Todas as doenças humanas podem ser e serão abordadas a partir da genômica, especialmente as doenças crônicas. Usamos agora o sequenciamento genético para entender a Covid-19, mas também poderemos usar para tratar hipertensão, diabetes, doenças endócrinas, todas elas. O câncer é muito estudado atualmente porque será uma das principais causas de morte na próxima década, mas todas elas podem ser abordadas, inclusive as doenças mentais. Estamos tocando agora um projeto para o diagnóstico genético da deficiência mental idiopática (aquela que ocorre por causas naturais). Hoje, 70% das crianças com doenças mentais não têm diagnóstico, o que é um absurdo. Vamos criar um modelo de diagnóstico, desde a clínica até a abordagem genômica. Todas as doenças podem ser abordadas, e elas serão cada vez mais abordadas segundo essa análise. Não vamos tratar no futuro o paciente com diabetes como qualquer paciente, vamos tratar individualmente, de acordo com o perfil de expressão gênica, de acordo com o seu gene. Isso é medicina personalizada, que é o que queremos fazer no Vale do Genoma.

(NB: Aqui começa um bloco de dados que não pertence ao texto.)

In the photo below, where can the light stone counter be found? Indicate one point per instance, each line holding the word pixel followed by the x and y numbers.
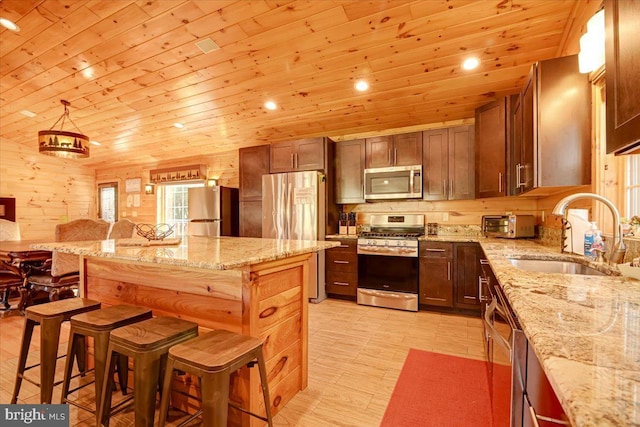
pixel 215 253
pixel 585 331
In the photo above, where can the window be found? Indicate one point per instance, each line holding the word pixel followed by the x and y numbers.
pixel 173 206
pixel 108 201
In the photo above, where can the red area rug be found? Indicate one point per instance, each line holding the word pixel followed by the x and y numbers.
pixel 437 390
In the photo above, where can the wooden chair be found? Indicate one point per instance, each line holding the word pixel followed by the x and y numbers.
pixel 61 277
pixel 213 357
pixel 122 229
pixel 147 342
pixel 98 325
pixel 50 317
pixel 11 279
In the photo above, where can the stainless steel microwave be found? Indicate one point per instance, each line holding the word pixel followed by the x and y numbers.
pixel 508 226
pixel 400 182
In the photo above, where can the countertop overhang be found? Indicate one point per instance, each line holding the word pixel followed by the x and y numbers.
pixel 214 253
pixel 585 331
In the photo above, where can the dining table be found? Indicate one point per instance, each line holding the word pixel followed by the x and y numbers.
pixel 20 255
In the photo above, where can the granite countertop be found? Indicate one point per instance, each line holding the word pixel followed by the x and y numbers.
pixel 215 253
pixel 585 331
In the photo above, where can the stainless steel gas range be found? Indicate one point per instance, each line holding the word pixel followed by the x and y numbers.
pixel 388 261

Isso só pode ser feito reunindo duas coisas, genômica e inteligência artificial.

A ideia é tornar o Vale do Genoma uma referência?

Nossa expectativa é grande. A Rede Genômica já é uma referência nacional, já temos esse reconhecimento, tanto que fomos convidados para entrar na Rede Corona-ômica. Não tenho dúvidas de que, se continuarmos com esse propósito de fazer as coisas bem-feitas, em breve seremos referência para o mundo como ecossistema de inovação, de ter um ambiente que traga respostas práticas a tantas dúvidas que temos. O Vale do Genoma é uma superestrutura, um conjunto de infraestruturas públicas e privadas como o grupo Jacto, o Ipec, a Fundação Araucária e a Seti, sendo que cada uma dessas instituições tem seu próprio CNPJ, mas trabalham em um sistema de coopetição, que une a cooperação à competição, como é no Vale do Silício. Teremos aqui diferentes comitês, utilizando vários espaços. Será um ambiente para estimular a inovação.

E além da área da saúde, como esses estudos podem ser aplicados na agropecuária?

Tem um campo vasto para aplicação da pesquisa genômica na agricultura e na pecuária, tanto que a fundação de pesquisa da Cooperativa Agrária, de Guarapuava, já tem um convênio conosco. Com estudos genéticos poderemos evitar novas pragas, tornar a produção mais prática. Na pecuária, a seleção por fenotipagem, aquela que busca selecionar as características físicas dos animais, é limitada, então quando conseguimos ter marcadores genéticos fica mais fácil para selecionar a característica que queremos para aquele animal. Eu não olho mais para a cara dele, olho para o gene.